Accepting cryptocurrencies in real estate inherently carries some risk, but Andrew M. Ouvrier, a partner at Cox, Castle & Nicholson LLP, has some solutions.

Real estate owners are starting to warm to the idea of cryptocurrency as a form of payment, both from tenants and in property transactions. However, there are some concerns keeping cryptocurrencies from penetrating the mainstream market—and the inherent risk is at the top of the list.

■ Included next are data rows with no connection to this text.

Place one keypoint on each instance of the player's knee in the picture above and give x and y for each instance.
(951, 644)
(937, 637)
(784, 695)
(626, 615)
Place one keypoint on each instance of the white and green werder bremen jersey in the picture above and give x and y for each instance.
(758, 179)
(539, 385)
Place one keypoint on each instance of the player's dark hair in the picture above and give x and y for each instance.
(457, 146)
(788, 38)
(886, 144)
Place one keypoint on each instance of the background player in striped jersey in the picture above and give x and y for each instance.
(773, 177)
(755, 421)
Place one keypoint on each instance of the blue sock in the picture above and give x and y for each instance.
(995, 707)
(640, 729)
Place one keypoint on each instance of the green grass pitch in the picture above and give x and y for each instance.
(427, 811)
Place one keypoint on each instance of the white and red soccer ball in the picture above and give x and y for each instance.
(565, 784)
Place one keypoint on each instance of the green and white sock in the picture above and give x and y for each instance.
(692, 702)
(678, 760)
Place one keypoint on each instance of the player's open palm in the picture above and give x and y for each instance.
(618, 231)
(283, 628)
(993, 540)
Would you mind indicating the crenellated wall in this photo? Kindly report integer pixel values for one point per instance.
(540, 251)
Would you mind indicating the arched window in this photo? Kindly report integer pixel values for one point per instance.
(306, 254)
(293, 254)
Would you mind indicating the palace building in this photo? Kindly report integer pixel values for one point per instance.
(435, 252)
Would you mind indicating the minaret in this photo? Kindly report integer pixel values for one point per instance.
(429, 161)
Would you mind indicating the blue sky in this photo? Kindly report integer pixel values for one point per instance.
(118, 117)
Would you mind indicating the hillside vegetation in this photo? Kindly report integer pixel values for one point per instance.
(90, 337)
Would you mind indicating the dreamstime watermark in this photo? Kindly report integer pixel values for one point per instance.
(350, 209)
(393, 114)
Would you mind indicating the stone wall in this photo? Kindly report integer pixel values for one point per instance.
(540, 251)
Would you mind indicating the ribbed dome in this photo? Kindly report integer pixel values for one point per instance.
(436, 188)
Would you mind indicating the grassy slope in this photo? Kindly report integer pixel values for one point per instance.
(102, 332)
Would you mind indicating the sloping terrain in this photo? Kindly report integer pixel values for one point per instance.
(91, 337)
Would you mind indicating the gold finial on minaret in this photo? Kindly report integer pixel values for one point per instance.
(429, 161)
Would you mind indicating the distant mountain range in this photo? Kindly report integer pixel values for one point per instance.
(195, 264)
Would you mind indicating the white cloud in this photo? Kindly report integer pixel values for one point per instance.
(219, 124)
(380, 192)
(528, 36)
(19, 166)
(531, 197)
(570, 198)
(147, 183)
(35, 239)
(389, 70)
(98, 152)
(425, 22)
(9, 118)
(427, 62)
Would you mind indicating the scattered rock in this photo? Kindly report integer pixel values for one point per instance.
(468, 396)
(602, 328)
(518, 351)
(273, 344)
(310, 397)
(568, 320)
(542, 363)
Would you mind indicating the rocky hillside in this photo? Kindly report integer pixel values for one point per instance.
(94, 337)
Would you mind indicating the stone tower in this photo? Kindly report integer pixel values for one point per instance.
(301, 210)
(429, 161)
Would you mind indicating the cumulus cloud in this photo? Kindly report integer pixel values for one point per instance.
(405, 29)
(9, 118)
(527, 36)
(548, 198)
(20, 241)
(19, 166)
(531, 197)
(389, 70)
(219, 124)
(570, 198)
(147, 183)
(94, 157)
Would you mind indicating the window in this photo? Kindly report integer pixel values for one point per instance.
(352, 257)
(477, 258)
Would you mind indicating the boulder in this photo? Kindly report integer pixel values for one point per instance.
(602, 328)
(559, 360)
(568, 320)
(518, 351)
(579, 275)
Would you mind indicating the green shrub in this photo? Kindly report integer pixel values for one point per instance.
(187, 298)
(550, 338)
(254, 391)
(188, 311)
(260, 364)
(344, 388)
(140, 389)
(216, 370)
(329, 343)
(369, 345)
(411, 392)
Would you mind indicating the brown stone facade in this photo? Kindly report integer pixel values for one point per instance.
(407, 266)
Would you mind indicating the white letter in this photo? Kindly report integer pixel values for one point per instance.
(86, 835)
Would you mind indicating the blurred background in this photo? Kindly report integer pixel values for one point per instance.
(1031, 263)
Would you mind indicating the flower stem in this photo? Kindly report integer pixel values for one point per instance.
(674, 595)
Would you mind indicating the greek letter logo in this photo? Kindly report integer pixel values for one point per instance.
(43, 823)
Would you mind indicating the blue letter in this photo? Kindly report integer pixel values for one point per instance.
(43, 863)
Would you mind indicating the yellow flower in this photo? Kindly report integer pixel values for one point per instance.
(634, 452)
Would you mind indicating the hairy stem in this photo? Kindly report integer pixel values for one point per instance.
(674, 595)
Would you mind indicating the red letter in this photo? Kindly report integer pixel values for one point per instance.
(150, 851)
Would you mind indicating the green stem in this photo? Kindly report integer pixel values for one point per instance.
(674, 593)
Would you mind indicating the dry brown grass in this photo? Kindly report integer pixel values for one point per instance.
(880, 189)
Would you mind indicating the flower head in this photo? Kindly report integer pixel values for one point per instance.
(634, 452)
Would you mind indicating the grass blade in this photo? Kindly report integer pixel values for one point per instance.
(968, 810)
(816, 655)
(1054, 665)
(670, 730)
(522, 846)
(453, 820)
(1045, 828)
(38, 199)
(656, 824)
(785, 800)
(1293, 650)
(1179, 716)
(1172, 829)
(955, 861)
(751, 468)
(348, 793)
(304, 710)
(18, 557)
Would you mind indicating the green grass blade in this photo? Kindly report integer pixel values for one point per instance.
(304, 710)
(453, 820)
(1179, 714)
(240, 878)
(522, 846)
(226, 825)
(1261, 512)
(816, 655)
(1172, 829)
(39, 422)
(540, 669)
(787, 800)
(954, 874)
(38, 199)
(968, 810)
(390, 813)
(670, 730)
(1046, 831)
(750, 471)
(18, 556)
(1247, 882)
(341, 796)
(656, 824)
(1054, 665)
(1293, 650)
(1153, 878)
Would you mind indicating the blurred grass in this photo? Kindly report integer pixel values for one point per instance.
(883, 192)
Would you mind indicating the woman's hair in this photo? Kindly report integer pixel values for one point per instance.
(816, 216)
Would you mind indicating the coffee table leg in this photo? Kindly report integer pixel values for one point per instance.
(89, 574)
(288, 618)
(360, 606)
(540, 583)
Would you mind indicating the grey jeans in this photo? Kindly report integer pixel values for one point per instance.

A recent Bloomberg article called Bitcoin’s volatility in valuation evidence that the cryptocurrency market is “unsustainable, stimulus-fueled frenzy.” Andrew M. Ouvrier, a partner at Cox, Castle & Nicholson LLP, also notes that this is one of the risks of using the currency in the real estate market. “On April 17, 2021, the value of Bitcoin plunged more than 14%, before rebounding slightly, causing the values of other cryptocurrencies to suffer similar large drops,” Ouvrier tells GlobeSt.com. “Then on April 23, 2021, the value of Bitcoin and other cryptocurrencies plunged further as a result of a massive sell-off that wiped out over $200 billion of market value due in large part to the announcement that President Biden is expected to raise long-term capital gains taxes. China’s recent announcement that it would crackdown on the practice of Bitcoin mining caused Bitcoin’s value to plunge even farther.”

These changes in pricing are a red flag for many owners. “This volatility creates a realistic concern that the Bitcoin that is accepted for rent on day one could lose a large percentage of its value on day two, although, of course, there is also the possibility that the value of the accepted Bitcoin might instead surge on day two,” explains Ouvrier, adding that investors are also concerned that the currently unregulated market could soon see increased government regulation. “There is also concern that U.S. regulators may be ready to tighten their oversight of digital currency and related businesses, which may have a chilling effect on cryptocurrency-based transactions,” he says.

Despite the risks, cryptocurrency only seems to be growing in popularity, and Ouvrier says that real estate players will need to address these uncertainties and mitigate the risks. “This may mean providing key employees with education and training on the cryptocurrency markets, or working with third party cryptocurrency advisors and cryptocurrency exchanges that can provide up-to-the-minute information on cryptocurrency prices and trends, in order to try to take advantage of the markets or to avoid losses,” he says.

Real estate players can also look at cryptocurrency as part of the strategy rather than a form of payment. “It may also mean looking at the acceptance of cryptocurrency in terms of an investment strategy where the goal is to seek to a diversified portfolio of income from the real estate, which might possibly include policies as to when cryptocurrency will or won’t be accepted, or limits on the amounts or types of debts for which cryptocurrencies will be accepted,” adds Ouvrier.

Of course, you can’t mitigate all of the risks that come with cryptocurrencies. In some instances, the risks will have to be absorbed into the investment model. “Mainstream acceptance of Bitcoin and other cryptocurrencies may mean acceptance of these risks as well as the potential rewards,” says Ouvrier. “The arrival and acceptance of cryptocurrencies is likely to continue advancing in the coming years. That makes it vital for companies to develop policies and plans so they are more comfortable with Bitcoin and other cryptocurrencies and able to manage the use of this form of payment in the future. Real estate developers who do will likely emerge as pioneering leaders on the cryptocurrency frontier.”